Cryptocurrencies have not fared too well this year, losing $2 trillion in value since the most recent high of 2021. At the time of writing this post, Bitcoin was trading for under $20,000, well below an all-time high of nearly $69,000 in November 2021 and Ether had also lost 75% of its value since then.
This comes after what experts call a burst in the NFT’ bubble’ of 2021. As of June 2022, daily average sales had fallen by 92% and active NFT wallets by 88%. Perhaps one of the clearest indications of this is the auctioning off of a Bored Ape NFT, valued at $350,000 in August 2021, for just $115 in March 2022.
With all that’s happening, the million-dollar question remains: What does this mean for the artists? A difficult but important question for Nigerian artists especially, many of whom leveraged this technology to build a global profile and connect to buyers outside their local markets.
Nigerian visual artist and illustrator, Nengi Uranta, who has extensive experience with selling art as NFTs dismisses the claim that they were just a passing fad and believes strongly in their relevance.
“I believe NFTs are still relevant due to its potential to bring visibility to artists who would otherwise be overlooked. It may feel as if it is losing its relevance but curiosity towards the ‘web3’ space, which NFTs are only a part of, and all its possibilities is still very much present,” she opined.
In her vision for the future of NFTs, she predicts a shift to the more collectable, authentic and rare nature of art instead of the current ‘pfp’ or profile picture projects that abound.

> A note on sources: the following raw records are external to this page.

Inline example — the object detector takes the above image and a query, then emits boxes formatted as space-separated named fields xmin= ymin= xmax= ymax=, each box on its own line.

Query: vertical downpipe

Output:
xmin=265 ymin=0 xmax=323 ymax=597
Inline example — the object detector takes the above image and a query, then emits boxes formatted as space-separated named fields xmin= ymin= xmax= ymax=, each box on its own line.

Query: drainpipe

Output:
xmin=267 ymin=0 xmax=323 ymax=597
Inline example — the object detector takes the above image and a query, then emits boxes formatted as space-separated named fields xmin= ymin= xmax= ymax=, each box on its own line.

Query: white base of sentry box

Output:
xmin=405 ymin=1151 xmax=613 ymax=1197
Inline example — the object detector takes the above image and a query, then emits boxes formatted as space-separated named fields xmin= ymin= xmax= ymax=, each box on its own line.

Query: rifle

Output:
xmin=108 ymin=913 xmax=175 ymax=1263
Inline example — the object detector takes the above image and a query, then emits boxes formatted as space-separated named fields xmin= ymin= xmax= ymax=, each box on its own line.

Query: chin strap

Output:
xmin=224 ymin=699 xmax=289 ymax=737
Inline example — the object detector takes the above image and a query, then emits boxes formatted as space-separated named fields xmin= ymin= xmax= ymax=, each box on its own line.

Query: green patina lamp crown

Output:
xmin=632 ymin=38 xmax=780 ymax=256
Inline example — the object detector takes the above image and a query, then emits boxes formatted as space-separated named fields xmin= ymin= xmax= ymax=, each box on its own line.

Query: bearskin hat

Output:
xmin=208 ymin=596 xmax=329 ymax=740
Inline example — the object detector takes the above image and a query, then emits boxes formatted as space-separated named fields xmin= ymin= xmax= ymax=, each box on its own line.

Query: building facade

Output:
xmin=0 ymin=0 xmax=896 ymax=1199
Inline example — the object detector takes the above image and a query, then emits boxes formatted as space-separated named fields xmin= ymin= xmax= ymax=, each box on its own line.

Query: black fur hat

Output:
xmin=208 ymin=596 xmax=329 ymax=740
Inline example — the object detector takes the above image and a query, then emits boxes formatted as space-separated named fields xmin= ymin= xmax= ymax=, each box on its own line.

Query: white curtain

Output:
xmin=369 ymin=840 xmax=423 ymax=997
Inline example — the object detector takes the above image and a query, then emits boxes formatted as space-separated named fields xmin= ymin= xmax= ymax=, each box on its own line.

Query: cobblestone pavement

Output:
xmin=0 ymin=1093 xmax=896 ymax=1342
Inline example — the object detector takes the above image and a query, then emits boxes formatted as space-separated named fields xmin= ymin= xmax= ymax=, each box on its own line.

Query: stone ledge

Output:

“This is not to say that visibility for the local artist will only happen if they sell their work as NFTs though. I think we are seeing a shift in focus from large (10k “pfp”) projects to 1 of 1 or limited edition pieces of more authentic art (and music) which collectors may hold as the artist grows and as their work increases in value.
To say it is a short but glorious run is to, perhaps, summarise it before we see its true potential.”

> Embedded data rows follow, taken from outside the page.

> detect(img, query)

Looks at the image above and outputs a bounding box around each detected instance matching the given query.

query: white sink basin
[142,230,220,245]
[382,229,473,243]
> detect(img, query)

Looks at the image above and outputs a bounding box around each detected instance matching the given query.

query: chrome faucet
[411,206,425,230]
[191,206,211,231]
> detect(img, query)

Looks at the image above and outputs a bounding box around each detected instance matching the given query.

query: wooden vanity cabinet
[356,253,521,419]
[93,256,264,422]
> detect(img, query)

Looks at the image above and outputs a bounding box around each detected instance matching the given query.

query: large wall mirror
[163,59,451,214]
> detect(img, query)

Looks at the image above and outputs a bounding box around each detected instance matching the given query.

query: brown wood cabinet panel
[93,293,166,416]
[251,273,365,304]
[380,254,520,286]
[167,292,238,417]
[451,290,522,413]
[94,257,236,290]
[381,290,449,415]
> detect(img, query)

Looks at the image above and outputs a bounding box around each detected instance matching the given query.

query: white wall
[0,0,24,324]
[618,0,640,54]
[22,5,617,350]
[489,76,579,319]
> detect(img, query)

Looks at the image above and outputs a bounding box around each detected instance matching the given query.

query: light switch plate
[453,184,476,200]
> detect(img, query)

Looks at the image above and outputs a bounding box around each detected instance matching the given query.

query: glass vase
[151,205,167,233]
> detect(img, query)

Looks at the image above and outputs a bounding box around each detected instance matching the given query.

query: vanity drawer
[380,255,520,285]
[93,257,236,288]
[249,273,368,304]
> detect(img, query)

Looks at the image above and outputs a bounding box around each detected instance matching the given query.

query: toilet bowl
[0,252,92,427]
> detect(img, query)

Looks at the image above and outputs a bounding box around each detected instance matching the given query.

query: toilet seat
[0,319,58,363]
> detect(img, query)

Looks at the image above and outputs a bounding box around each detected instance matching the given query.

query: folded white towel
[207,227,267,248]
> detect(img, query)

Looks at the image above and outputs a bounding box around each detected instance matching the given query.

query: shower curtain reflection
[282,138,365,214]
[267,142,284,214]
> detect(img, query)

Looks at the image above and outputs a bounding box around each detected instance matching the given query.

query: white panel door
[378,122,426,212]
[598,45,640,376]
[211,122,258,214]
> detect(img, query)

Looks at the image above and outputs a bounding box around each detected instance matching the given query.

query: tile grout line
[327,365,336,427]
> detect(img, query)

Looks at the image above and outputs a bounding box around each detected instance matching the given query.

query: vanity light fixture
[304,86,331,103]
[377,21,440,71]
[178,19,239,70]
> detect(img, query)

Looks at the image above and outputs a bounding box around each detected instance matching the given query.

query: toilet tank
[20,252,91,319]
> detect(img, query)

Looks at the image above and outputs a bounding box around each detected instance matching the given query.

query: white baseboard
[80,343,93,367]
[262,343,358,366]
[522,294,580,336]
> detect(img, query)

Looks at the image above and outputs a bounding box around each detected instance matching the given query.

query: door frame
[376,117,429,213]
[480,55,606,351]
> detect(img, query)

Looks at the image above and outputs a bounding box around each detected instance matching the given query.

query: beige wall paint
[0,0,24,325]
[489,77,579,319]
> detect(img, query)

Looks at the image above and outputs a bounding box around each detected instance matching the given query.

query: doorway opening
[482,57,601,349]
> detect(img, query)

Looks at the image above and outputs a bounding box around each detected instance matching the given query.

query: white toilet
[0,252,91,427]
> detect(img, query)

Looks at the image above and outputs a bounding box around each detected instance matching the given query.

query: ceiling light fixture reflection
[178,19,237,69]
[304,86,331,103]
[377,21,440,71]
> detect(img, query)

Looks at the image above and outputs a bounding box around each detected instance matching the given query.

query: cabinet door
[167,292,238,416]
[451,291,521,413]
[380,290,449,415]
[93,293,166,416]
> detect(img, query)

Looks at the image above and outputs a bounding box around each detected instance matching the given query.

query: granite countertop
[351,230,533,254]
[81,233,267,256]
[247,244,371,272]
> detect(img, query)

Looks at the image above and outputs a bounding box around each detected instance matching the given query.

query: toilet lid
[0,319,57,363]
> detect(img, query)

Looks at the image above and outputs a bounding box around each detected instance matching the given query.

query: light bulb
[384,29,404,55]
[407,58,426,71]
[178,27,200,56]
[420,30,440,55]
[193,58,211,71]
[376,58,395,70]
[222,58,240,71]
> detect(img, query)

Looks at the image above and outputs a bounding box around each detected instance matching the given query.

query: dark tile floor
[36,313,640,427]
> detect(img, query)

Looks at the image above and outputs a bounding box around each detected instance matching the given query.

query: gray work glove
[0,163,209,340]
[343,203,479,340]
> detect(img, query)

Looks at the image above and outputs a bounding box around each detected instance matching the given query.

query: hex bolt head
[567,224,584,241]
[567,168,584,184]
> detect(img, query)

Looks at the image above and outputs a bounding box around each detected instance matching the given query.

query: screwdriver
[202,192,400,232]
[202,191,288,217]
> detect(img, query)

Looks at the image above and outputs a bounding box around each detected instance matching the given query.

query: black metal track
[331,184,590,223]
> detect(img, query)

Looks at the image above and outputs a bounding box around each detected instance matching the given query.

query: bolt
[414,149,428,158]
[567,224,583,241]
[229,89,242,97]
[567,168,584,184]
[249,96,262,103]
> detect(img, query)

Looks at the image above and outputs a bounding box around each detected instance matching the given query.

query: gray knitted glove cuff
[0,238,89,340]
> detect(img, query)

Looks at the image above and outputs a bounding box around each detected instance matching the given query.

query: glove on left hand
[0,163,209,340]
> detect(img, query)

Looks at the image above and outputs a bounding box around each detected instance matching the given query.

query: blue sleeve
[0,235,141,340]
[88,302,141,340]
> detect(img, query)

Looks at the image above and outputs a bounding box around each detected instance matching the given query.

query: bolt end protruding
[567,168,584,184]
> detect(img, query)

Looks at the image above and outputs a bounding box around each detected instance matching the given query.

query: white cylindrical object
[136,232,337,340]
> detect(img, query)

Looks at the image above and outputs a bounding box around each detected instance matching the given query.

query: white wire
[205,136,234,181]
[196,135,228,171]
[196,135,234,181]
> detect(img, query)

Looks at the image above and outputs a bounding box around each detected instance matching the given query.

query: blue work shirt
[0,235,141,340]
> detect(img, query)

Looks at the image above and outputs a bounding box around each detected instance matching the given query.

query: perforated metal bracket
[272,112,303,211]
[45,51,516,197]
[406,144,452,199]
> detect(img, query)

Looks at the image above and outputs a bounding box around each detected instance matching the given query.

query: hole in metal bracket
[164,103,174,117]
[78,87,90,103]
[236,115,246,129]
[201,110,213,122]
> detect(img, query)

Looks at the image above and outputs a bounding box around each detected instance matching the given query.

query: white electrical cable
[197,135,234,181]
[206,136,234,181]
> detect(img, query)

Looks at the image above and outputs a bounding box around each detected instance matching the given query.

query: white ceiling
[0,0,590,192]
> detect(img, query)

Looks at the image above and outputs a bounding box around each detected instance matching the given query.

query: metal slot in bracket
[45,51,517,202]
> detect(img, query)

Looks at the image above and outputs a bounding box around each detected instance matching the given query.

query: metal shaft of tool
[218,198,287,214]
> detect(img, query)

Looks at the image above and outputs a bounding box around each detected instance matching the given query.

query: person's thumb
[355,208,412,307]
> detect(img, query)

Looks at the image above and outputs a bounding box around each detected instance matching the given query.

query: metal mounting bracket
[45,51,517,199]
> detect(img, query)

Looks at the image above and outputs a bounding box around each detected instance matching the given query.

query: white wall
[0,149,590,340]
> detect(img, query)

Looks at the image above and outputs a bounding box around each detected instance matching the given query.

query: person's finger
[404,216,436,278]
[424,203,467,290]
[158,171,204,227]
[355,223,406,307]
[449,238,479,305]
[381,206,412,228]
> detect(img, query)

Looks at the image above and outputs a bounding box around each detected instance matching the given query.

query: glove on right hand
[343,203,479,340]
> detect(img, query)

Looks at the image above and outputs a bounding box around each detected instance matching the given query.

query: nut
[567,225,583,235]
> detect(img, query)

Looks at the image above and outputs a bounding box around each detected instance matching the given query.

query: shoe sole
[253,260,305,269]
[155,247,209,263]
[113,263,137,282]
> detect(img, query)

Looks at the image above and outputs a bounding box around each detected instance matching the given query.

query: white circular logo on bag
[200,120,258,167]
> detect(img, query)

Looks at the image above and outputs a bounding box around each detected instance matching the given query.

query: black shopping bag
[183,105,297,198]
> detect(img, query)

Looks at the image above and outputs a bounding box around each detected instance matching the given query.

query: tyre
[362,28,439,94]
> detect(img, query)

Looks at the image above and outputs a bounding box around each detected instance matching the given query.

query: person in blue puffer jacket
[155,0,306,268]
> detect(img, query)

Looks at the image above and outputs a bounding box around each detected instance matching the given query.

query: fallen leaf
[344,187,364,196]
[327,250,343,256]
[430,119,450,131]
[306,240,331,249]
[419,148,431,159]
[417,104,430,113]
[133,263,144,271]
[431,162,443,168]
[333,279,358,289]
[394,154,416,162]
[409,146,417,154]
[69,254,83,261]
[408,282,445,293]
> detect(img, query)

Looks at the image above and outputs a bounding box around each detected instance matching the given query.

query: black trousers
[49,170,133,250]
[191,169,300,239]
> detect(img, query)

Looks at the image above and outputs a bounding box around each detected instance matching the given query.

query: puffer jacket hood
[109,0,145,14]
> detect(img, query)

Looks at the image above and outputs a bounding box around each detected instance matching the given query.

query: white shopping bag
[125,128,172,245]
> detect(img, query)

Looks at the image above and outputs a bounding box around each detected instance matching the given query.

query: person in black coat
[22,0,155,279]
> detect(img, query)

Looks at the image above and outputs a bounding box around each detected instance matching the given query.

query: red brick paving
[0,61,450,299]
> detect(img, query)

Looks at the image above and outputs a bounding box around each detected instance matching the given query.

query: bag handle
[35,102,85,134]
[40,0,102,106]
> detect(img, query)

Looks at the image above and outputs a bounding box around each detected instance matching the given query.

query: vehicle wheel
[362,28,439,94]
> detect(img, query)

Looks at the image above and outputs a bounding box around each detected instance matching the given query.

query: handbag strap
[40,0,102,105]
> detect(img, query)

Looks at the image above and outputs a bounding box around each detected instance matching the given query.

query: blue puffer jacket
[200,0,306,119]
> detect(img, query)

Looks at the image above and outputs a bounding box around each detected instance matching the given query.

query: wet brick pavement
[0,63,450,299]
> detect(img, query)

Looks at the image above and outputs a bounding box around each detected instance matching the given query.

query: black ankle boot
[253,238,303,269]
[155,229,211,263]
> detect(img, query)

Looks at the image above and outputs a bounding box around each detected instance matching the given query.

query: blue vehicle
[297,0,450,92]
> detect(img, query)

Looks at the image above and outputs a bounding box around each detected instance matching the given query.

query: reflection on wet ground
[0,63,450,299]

The future of NFTs, while it may be hard to predict, is not entirely bleak. With the strong communities formed over this new technology and the culture shift that has happened as a result. It is not unreasonable to believe that a resurgence is in the near future.
That future though, will require some changes. There will be more creative uses for NFTs and a need for more value for money. Interoperability with the natural world will be necessary, and as NFTs and Web3 gain more popularity, the focus may shift from collectability to the utility of these tokens. Blockchain technology’s transparency and decentralisation will be crucial for mass adoption and are the building blocks for more applications of this new technology.
In the end, NFTs are a nascent technology, and anyone in this maturing market must expect adjustments to be made along the way. These adjustments may be challenging, but sometimes that’s the price it takes.